Special Collections & Archives Post Events Timeline for 2008-2009

To view the Special Collections & Archives Post Events Timeline for 2008-2009 please click here.

July 23, 2009

Three New Special Libraries Exhibits for the Summer

Northwestern's Special Libraries have given visitors to campus this summer several attractive reasons to stop by the library. Three new exhibits showcase areas of our collections with strong visual components.

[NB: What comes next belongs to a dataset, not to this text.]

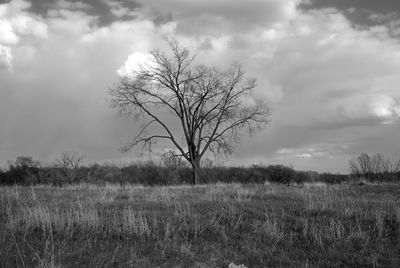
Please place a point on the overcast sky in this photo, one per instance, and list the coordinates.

Just after entering the library, visitors can explore the lost art form of the phonograph album cover. Sound Design: The Rise and Demise of Album Art is a new exhibit that celebrates the glory days of the album cover, explores its dual identity as an art form and a marketing strategy, and mourns the loss of a consumer experience that has been gradually extinguished by the advent of downloadable music. Classic flower-power covers of the 60s and 70s--the original skull-and-roses cover on the Grateful Dead's eponymous 1972 release or the psychedelic, fish-eye portrait of Jimi Hendrix on his 1967 album, Are You Experienced—alternate with the dignified covers and distinctive crown-of-tulips logo of Deutsche Grammophon, the brainchild of advertising consultant Hans Domizlaff (1892–1971), now recognized internationally as one of the fathers of modern marketing. This fascinating exhibit, drawn from the vast collection of more than 25,000 LPs in the Northwestern Music Library, was curated by Music Library and Art Collection staffers Greg MacAyeal, Stephanie Hewson, Lindsay King, and Morris Levy. It runs through September 10, 2009. More information can be found here.

Then, in the corridor to Deering Library, the exhibit Daniel Burnham at Northwestern marks the 100th anniversary of the publication of architect Daniel H. Burnham's Plan of Chicago by adding a very local touch to the current city-wide celebrations. This mastermind of big-city planning became a resident of suburban Evanston in 1887 and designed over twenty buildings in the area. Although Northwestern can claim just one Burnham building—Fisk Hall, built in 1898—Burnham's connection with Northwestern dates to 1895, when he received an honorary degree, and continued to 1905, when he submitted several potential "Plans of Northwestern" to the Board of Trustees. This exhibit, co-sponsored by the University Library and the Weinberg College of Arts & Sciences, and featuring materials from the University Archives, includes documents and photographs, blueprints from the construction of Fisk Hall, and sketches of Burnham's proposals for a redesigned Evanston campus—which make for an interesting comparison with the Plan of Chicago he produced a few years later. The exhibit, which will continue into the fall, was curated by Associate University Archivist Janet Olson. For more information, please click here.

Finally, upstairs in Deering Library, we celebrate Northwestern University Library's extensive collection of international children's literature with the exhibit Best of Bologna: Edgiest Artists of the 2008 International Children's Book Fair. Produced in collaboration with the Bologna Book Fair and the Itabashi Art Museum in Tokyo, "Best of Bologna" features works by 23 talented children's illustrators from around the globe—Argentina, Belgium, Germany, Iran, Japan, and Russia, among other countries—a selection from an original pool of more than 3,000 artists who competed to be featured in Bologna at the world's largest and most important annual children's book event. The exhibit includes a movie about the Bologna Fair created by Ayami Moriizumi along with personal statements from each of the illustrators, offering intriguing glimpses into the ideas and experiences that inspire these artists. "Best of Bologna," curated by Special Libraries staff members Kim Specht and Jeff Garrett, will run through October 8, 2009. Click here for more information.

All exhibits are free and open to the public during the Library's public hours (Monday–Friday, 8:30–5:00). "Burnham at Northwestern" is also viewable Saturdays 8:30-noon.